I don't want to go back to the UK
I've been staying in the US for the past two months now and I have to leave on the 10th of April.
I have nothing back home, I finally made friends and people who I care and love about in the US but I have to leave them.
I finally find people who like me for me but I can't stay with them, I might not be able to return for a very long time because I'm an 18 year old neet with no job or qualifications or money.
My country just makes me depressed, I never realized how well Americans have it here.
I just want to be happy here but I can't
What do I do? I've never been happier and sadder in my life
I'm so conflicted on emotions, on one hand it's a blessing that I got to stay here but the thought of having to say goodbye is killing me in the inside.

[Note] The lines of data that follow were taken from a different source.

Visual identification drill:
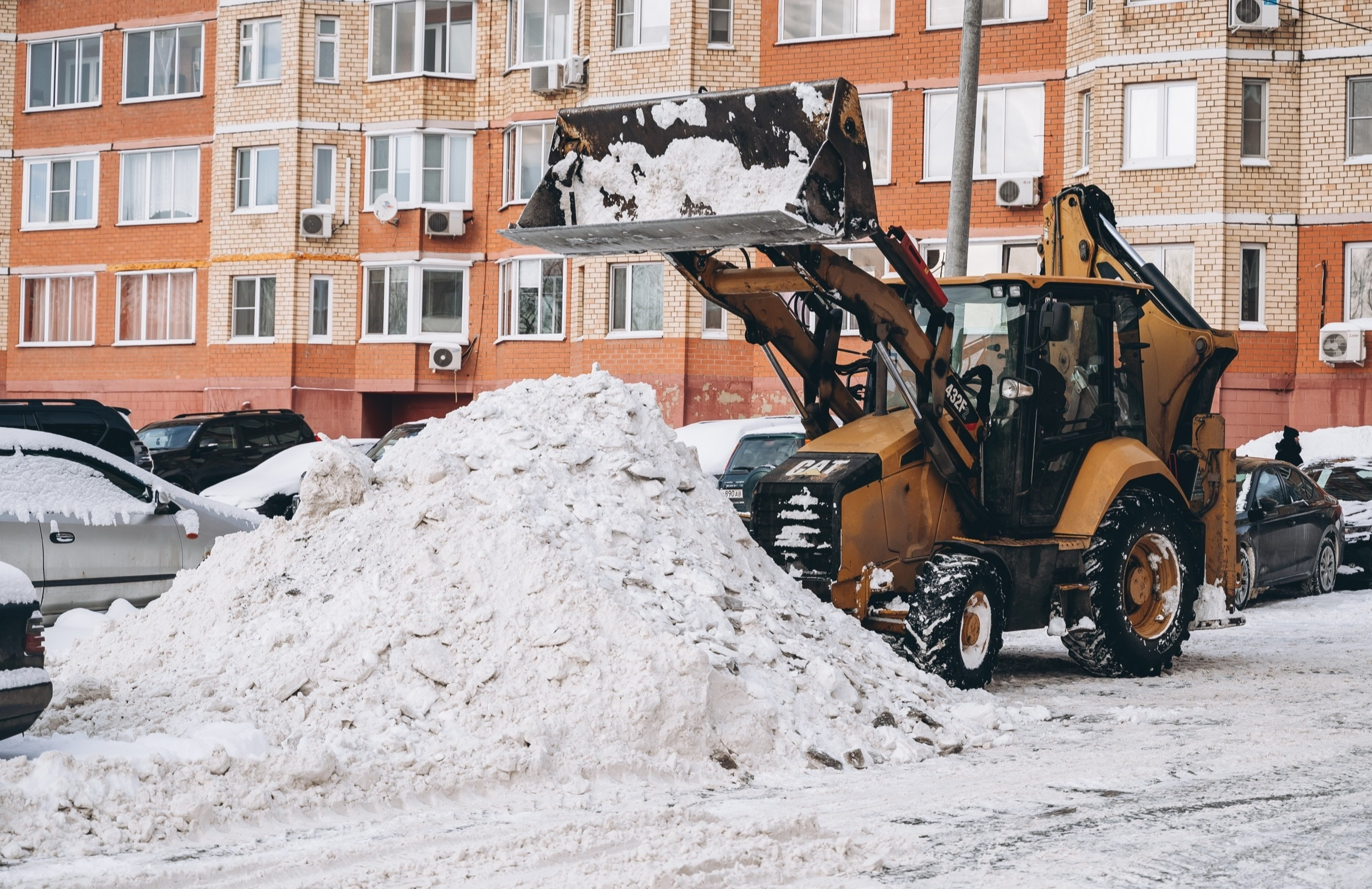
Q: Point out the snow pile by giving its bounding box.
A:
[0,372,1009,855]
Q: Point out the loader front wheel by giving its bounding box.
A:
[1062,488,1201,676]
[902,553,1006,689]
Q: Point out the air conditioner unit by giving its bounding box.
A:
[528,62,567,92]
[424,210,466,238]
[996,176,1039,207]
[301,210,333,239]
[1230,0,1281,30]
[1320,321,1366,365]
[430,343,463,371]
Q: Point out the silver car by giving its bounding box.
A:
[0,429,262,624]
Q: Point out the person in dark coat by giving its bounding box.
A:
[1277,427,1301,466]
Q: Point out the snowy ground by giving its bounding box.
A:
[0,591,1372,889]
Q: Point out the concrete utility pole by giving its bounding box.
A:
[942,0,981,277]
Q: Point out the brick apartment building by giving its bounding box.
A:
[0,0,1372,439]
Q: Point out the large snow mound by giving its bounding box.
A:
[0,372,1009,856]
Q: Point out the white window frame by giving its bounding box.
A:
[119,22,204,104]
[776,0,896,45]
[357,259,471,345]
[19,154,100,232]
[1343,241,1372,321]
[314,15,340,83]
[15,273,99,348]
[366,0,479,81]
[306,274,333,343]
[924,0,1048,30]
[235,15,286,86]
[613,0,672,52]
[927,81,1048,182]
[229,274,281,343]
[114,269,200,345]
[233,145,281,214]
[501,121,554,209]
[1119,80,1201,170]
[1239,243,1268,330]
[605,261,667,339]
[496,254,572,342]
[115,145,200,225]
[23,32,104,112]
[367,129,476,210]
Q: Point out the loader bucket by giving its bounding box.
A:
[502,80,878,255]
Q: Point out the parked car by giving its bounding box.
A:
[0,562,52,739]
[0,429,262,623]
[719,423,805,523]
[1233,457,1343,608]
[1301,457,1372,589]
[139,409,317,491]
[0,398,154,472]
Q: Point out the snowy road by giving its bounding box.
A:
[11,591,1372,889]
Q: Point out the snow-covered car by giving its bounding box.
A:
[1233,457,1343,608]
[0,429,262,623]
[0,562,52,739]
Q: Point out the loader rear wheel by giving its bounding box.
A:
[900,553,1006,689]
[1062,488,1201,676]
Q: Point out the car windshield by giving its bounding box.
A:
[726,435,801,473]
[139,423,200,450]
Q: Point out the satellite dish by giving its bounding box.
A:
[372,192,401,223]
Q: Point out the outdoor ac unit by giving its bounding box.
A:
[528,62,567,92]
[996,176,1039,207]
[430,343,463,371]
[1230,0,1281,30]
[424,210,466,238]
[1320,321,1366,365]
[301,210,333,239]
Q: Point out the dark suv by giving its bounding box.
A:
[0,398,153,472]
[139,409,316,492]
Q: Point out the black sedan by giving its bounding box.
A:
[1233,457,1343,608]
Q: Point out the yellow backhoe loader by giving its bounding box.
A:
[505,80,1242,687]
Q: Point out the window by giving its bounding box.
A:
[362,265,466,340]
[1239,80,1268,159]
[19,274,95,345]
[1135,244,1195,300]
[927,0,1042,27]
[124,23,204,100]
[708,0,734,47]
[23,156,100,228]
[372,0,476,77]
[233,145,280,213]
[501,256,567,339]
[1239,244,1266,327]
[310,276,333,343]
[233,276,276,339]
[1343,244,1372,321]
[366,132,472,210]
[119,148,200,223]
[314,15,339,83]
[506,0,572,67]
[614,0,671,50]
[1349,77,1372,163]
[239,19,281,83]
[26,34,100,111]
[924,83,1042,180]
[114,271,195,343]
[781,0,894,41]
[1124,81,1196,169]
[859,96,891,185]
[314,145,337,207]
[609,262,663,333]
[505,124,553,203]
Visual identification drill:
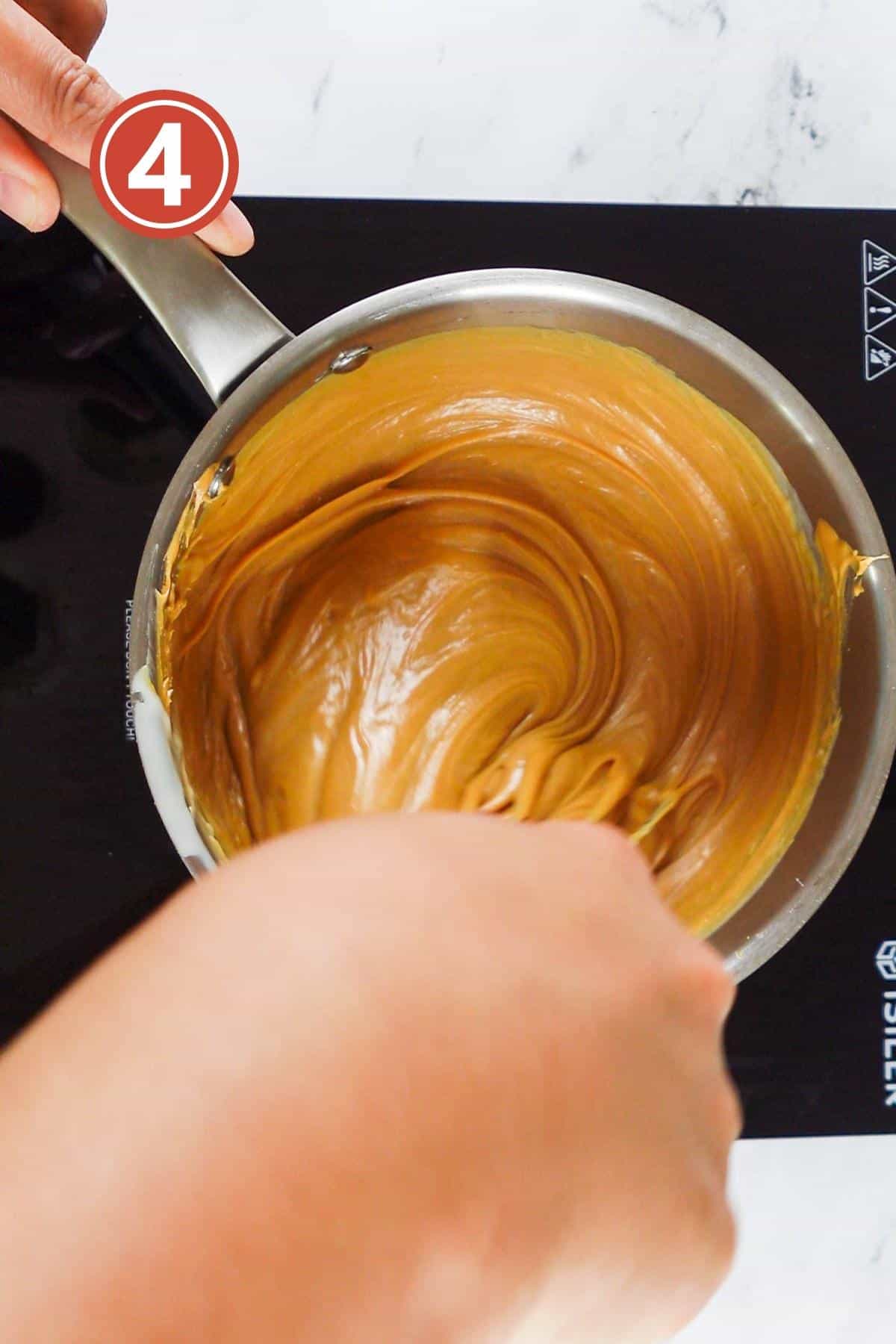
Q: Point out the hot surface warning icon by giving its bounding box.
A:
[862,238,896,285]
[865,336,896,383]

I'm so scared
Please someone help, someone say something please
Well obviously there are only two things you can do, go back and wait until you can get another visa and then find a way to get a job there that will let you stay longer and eventually permanently
>>18105092
But who is going to hire and sponsor someone with no qualifications?
I've thought about going to a college but I can't afford the tuition even with financial support from the college itself.
I'd be in my twenties if I got accepted, then I'd be 24 when I leave college then I'd have to leave the US, come back again and try to find a job then leave again to work at my job.
But even then, I'll have to work and spend less time with the people I want
>>18105102
Go to college and then eventually uni in the UK,visit your american friends in the summer, then move there when you have the skills
If you want some thing work hard for it, this isnt practice this is your life
>>18105107
That sounds like a good idea. I'll make sure to keep this in mind, it's still going to hurt like hell though at the airport. Thanks
>>18105102
Target. They hire almost anyone and have pretty decent plans for school and all that.
Where in UK you from, lad?
England isn't that bad desu
>>18105521
West Midlands, west of Birmingham.
It's shit for me because I have no friends or relationships back home.